The second way to apply Hess’s law uses standard enthalpies of formation.

formation reaction

a reaction in which a compound is formed from its elements

C(s) + O2(g) → CO2(g), `Delta H=-393.5\ "kJ"`

standard enthalpy of formation (`Delta H_"f"`)

the molar enthalpy for a formation reaction (expressed per mole of product produced) where the elements are in their standard states and the reaction occurs at SATP (25 ºC and 101.3 kPa)

`Delta H_"f" = -393.5\ "kJ/mol"` CO2(g)

The standard enthalpy of formation for elements already in their standard states is zero.

We can calculate the enthalpy change of a reaction using the individual `Delta H_"f"` values of the products and reactants:

`Delta H = sum nDelta H_"f(products)" - sum nDelta H_"f(reactants)"`.


What is the enthalpy change for CH4(g) + 2 O2(g) → CO2(g) + 2 H2O(l)?

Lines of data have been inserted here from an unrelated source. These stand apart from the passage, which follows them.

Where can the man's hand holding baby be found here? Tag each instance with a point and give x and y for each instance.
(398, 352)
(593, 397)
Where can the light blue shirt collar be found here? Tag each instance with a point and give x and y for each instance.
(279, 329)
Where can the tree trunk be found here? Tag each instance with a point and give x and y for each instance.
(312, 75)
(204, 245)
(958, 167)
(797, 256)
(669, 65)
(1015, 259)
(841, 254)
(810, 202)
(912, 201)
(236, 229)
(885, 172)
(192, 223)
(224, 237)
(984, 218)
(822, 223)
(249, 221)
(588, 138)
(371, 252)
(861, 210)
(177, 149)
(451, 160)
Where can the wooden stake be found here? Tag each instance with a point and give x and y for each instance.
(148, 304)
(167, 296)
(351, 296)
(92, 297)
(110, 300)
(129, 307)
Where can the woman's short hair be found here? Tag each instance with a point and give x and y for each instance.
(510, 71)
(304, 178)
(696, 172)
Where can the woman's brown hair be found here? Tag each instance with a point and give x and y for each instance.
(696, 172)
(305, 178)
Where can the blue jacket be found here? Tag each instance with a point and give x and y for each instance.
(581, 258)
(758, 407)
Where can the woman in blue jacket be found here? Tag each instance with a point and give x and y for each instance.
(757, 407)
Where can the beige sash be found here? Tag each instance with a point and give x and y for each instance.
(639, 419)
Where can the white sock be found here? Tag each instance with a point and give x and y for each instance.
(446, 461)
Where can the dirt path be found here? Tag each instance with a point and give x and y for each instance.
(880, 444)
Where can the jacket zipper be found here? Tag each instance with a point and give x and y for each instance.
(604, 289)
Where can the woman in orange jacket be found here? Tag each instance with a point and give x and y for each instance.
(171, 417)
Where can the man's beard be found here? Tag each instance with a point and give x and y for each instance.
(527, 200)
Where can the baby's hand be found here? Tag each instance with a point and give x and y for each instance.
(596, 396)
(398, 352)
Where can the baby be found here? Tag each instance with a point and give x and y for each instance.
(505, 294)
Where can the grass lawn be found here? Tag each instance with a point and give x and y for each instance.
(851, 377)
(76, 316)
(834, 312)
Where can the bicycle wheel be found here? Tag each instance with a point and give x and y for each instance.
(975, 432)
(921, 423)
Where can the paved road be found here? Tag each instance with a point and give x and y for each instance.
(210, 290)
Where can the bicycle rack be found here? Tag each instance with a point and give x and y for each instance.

Begin with the formula given above. Substitute moles and standard enthalpies of formation for each product and reactant:

`Delta H = [(1\ "mol")(-393.5\ "kJ/mol") + (2\ "mol")(-285.8\ "kJ/mol")]`
`- [(1\ "mol")(-74.4\ "kJ/mol") + 0]`.

This evaluates to −890.7 kJ. Notice that the answer is in kJ, not kJ/mol.